Quando e faz uma regra, em especial, aqui no Brasil, não é tão simples não, porque nós ainda temos a figura cultural da “lei que pega”. É preciso mais que ter a lei, é preciso que tenha sido implementada e seja observada por todos, para não cair no desuso.
A Lei Complementar nº 123 é de 2006, chamada de Lei Geral das micro e pequenas empresas e dos empreendedores, até hoje tem muitos direitos não implementados, sendo um típico exemplo de que é preciso mais do que leis, é preciso colocar em prática o que já está no papel.
O aperfeiçoamento das leis é importante, mas a criação e a modificação das regras básicas diariamente, traz prejuízos para as novas e necessárias adaptações. Além de dar trabalho e custar muito conscientizar o povo destas regras todas, existe a necessidade de se treinar os funcionários e de se modificar os sistemas, programas, procedimentos, enfim, a rotina, da grande empresa ao pequeno negócio, para seguir qualquer novo regramento. Um caso recente e que espelha bem o problema se deu com uma obrigação tributária acessória chamada de ECF – Emissor de Cupom Fiscal.
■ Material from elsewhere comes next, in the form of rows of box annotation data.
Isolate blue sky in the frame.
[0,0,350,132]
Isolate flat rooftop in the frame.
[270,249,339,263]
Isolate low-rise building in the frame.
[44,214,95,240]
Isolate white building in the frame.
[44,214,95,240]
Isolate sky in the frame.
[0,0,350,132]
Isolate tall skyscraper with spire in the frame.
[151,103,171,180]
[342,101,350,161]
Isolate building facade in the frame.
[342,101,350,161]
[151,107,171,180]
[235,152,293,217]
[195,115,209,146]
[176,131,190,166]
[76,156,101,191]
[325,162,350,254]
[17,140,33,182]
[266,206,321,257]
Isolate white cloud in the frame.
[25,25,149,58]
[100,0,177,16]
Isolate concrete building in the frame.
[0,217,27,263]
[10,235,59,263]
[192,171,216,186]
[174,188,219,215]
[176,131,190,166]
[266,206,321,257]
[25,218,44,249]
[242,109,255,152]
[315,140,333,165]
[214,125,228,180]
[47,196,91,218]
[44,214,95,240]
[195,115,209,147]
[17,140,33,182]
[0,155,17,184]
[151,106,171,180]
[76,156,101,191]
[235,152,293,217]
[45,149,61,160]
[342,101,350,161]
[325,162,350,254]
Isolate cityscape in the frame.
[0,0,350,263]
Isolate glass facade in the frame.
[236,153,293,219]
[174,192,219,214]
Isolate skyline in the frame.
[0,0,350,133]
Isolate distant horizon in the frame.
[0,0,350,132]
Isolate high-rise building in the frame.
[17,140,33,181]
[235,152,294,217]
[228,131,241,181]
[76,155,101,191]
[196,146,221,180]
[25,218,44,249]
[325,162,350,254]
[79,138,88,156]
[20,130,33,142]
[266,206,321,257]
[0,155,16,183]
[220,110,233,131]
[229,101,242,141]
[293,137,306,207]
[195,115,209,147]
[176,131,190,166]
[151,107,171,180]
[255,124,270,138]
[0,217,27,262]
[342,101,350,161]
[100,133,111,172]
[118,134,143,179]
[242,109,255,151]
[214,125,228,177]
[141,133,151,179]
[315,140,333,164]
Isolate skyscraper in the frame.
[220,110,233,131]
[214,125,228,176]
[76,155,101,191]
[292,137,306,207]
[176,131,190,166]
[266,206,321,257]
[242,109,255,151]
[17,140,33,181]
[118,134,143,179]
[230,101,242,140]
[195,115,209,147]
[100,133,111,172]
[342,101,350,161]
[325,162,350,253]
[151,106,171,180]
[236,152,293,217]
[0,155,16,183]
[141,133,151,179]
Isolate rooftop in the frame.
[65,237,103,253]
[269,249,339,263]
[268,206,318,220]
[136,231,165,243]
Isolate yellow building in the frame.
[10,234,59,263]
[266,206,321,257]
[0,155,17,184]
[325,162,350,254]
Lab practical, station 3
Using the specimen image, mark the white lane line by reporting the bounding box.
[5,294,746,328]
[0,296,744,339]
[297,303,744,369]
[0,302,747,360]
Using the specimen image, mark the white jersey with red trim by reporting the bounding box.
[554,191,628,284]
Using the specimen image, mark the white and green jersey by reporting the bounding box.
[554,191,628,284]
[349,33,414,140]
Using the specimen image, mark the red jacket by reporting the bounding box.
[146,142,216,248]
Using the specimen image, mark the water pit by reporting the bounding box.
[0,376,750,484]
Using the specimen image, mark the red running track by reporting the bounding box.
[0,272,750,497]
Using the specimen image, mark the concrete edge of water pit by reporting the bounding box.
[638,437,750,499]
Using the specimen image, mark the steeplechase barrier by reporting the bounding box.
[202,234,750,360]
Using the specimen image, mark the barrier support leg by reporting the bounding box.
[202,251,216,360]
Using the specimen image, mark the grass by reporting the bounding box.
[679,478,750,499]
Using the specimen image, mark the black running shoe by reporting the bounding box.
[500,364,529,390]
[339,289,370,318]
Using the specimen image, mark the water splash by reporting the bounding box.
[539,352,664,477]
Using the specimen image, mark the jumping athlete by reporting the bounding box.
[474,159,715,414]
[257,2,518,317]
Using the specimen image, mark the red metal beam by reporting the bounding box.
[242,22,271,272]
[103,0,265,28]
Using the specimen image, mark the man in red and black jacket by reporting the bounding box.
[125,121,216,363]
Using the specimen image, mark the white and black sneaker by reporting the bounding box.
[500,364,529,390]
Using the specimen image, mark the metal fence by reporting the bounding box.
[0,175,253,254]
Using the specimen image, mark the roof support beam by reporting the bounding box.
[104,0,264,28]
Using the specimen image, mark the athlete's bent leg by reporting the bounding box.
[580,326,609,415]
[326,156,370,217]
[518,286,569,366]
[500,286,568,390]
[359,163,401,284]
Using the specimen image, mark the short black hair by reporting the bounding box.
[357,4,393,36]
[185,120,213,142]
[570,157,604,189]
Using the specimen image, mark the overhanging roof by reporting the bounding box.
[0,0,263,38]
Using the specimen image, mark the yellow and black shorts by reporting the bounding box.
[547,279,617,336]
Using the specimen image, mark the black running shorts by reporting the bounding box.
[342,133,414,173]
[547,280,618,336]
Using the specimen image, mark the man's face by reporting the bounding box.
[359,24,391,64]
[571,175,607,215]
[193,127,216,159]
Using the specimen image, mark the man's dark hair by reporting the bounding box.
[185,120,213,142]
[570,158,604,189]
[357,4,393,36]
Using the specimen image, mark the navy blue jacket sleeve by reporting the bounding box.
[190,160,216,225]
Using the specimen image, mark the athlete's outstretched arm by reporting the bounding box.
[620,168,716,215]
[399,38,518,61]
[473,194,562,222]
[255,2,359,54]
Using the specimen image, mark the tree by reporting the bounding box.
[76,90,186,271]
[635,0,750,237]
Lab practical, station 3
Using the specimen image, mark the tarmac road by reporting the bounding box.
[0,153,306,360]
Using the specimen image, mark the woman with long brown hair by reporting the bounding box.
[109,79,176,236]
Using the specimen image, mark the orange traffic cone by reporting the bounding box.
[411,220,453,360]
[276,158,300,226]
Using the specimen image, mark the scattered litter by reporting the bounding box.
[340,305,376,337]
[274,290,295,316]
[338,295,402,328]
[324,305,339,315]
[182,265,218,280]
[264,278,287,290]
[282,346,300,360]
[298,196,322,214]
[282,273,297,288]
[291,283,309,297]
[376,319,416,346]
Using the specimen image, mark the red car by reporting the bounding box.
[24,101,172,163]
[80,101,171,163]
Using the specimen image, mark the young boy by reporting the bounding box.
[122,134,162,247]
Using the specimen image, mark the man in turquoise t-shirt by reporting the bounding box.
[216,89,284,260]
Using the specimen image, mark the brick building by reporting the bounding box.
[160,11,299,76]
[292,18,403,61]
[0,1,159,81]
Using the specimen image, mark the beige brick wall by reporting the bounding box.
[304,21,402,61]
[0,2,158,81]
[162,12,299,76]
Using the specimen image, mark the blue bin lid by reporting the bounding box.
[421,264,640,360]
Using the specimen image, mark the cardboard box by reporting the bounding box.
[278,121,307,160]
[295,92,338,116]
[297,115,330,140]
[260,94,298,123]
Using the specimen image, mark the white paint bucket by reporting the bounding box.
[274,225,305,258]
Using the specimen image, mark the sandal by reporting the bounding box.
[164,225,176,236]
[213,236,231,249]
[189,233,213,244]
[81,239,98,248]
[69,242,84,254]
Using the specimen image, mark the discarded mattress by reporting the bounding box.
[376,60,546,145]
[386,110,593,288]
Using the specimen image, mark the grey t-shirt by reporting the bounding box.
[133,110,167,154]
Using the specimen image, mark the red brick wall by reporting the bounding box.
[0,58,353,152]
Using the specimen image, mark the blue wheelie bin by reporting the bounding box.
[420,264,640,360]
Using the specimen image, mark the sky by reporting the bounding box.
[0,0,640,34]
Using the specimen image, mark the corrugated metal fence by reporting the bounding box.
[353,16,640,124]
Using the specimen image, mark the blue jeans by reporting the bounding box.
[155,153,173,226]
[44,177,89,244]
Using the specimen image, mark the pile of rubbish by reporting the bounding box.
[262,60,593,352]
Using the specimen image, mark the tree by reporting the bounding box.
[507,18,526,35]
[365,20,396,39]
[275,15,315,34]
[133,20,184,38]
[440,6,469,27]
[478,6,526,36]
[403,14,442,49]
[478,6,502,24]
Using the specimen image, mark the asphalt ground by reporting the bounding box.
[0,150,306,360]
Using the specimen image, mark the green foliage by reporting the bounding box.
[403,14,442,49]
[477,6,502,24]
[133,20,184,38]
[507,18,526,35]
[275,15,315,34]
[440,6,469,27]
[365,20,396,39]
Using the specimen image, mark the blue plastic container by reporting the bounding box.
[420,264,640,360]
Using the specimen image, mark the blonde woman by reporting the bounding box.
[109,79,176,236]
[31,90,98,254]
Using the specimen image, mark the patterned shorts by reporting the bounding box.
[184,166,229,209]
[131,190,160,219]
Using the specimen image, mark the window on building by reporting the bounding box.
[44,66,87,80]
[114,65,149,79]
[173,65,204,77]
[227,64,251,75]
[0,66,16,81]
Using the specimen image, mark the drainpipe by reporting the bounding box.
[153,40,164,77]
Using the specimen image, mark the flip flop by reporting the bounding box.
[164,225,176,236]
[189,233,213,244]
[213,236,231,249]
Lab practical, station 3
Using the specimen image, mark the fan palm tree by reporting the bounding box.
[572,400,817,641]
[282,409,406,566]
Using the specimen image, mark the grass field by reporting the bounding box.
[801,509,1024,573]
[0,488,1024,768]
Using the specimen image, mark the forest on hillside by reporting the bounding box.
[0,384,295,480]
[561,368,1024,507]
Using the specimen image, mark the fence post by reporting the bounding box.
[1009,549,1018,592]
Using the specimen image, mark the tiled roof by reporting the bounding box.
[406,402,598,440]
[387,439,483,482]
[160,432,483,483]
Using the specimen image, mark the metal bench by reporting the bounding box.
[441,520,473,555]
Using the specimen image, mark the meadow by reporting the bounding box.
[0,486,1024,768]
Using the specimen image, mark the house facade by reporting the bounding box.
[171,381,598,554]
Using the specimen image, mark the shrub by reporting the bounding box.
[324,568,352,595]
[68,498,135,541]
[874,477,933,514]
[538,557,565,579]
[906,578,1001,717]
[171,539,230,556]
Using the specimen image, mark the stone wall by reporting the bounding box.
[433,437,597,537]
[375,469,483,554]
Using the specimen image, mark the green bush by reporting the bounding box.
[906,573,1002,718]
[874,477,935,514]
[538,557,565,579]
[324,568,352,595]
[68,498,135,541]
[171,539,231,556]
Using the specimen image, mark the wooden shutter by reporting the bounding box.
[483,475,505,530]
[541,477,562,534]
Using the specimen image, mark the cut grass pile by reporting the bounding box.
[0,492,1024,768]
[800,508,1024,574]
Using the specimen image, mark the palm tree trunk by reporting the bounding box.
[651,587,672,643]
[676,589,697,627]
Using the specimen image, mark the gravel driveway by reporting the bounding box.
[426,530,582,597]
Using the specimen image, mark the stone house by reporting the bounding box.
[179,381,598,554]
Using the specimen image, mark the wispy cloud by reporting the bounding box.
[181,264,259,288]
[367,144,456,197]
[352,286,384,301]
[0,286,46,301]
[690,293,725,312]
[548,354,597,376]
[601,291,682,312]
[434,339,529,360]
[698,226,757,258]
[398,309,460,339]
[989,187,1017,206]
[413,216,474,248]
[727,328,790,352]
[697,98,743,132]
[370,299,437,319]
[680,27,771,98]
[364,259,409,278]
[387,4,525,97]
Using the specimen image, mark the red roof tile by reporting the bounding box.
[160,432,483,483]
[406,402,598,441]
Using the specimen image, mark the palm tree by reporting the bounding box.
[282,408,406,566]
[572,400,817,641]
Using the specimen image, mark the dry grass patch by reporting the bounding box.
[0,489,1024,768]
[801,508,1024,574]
Foram anos conscientizando as lojas a terem e emitirem corretamente os cupons de venda, a fazerem os relatórios solicitados pelo fisco e diversas calibradas nas multas por eventuais erros, até que do dia para a noite, o fisco decidiu esquecer esta exigência para implantar a nota fiscal ao consumidor eletrônica, que já é diferente da nota fiscal eletrônica de venda ao contribuinte do ICMS e da nota fiscal de serviços. Só o equipamento que havia sido comprado dentro dos requisitos exigidos pelos fiscos estaduais para a obrigação velha custava em torno de R$ 6.000,00, perdidos. Novos recursos tiveram que ser despendidos para adaptação à nova obrigação.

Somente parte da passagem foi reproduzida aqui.